Over half of patients did not undergo genetic testing prior to DES. This suggests that it is increasingly becoming a first-line test, especially in neonates. The majority of those undergoing genetic testing did not have these tests performed concurrently, which conceivably might reduce the time to diagnosis. The single-gene testing and panel tests performed in this cohort have a laboratory-quoted turnaround time longer than that of DES. Therefore, we suggest that in comparable genes/testing modalities in neonates, DES should be considered rather than single-gene testing, to decrease time to diagnosis.
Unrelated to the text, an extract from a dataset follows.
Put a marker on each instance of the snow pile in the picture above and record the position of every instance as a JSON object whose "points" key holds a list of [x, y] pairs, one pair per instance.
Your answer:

Interestingly, more families of probands declined SF during this time period. This may be due to the critical health of the patient during this time period. Perhaps parents felt that they could not cope emotionally with additional information beyond the current health problems, or perhaps it was due to the young age of the patients. Further studies could be undertaken to determine the reasons for this finding.

The majority of features seen in neonatal patients included multiple structural anomalies such as birth defects, dysmorphic features, cardiac, craniofacial, and skeletal defects. This is not surprising, as these features are more likely to lead to a genetic consultation but may also lead to the high diagnostic rate. Further studies on the development of new features after diagnoses could aid in determination of natural history and prognosis of these conditions.

Previous studies have investigated single institutions, patients older than 1 month, patients only in neonatal intensive care units, or smaller cohorts of neonates in diagnostic rates of DES.5,6 Additional, larger, diverse studies are needed to determine the cost-effectiveness of this testing, especially rapid DES in neonatal populations.

In summary, our data suggest that when assessing neonatal patients with a suspected genetic condition, clinical DES may be superior to traditional, comprehensive genetic-testing approaches for cases in which the clinical phenotype suggests one or more characterized syndromes. The option for rapid testing with results in 8 days gives the medical provider information that can potentially improve outcomes for this vulnerable population. In addition, continued contact with the reporting laboratory is important for continued care of the patient owing to new literature, development of new symptoms, and additional data leading to possible reclassifications. This work suggests that appropriate use of clinical DES may increase the rate of genetic diagnosis for neonatal patients.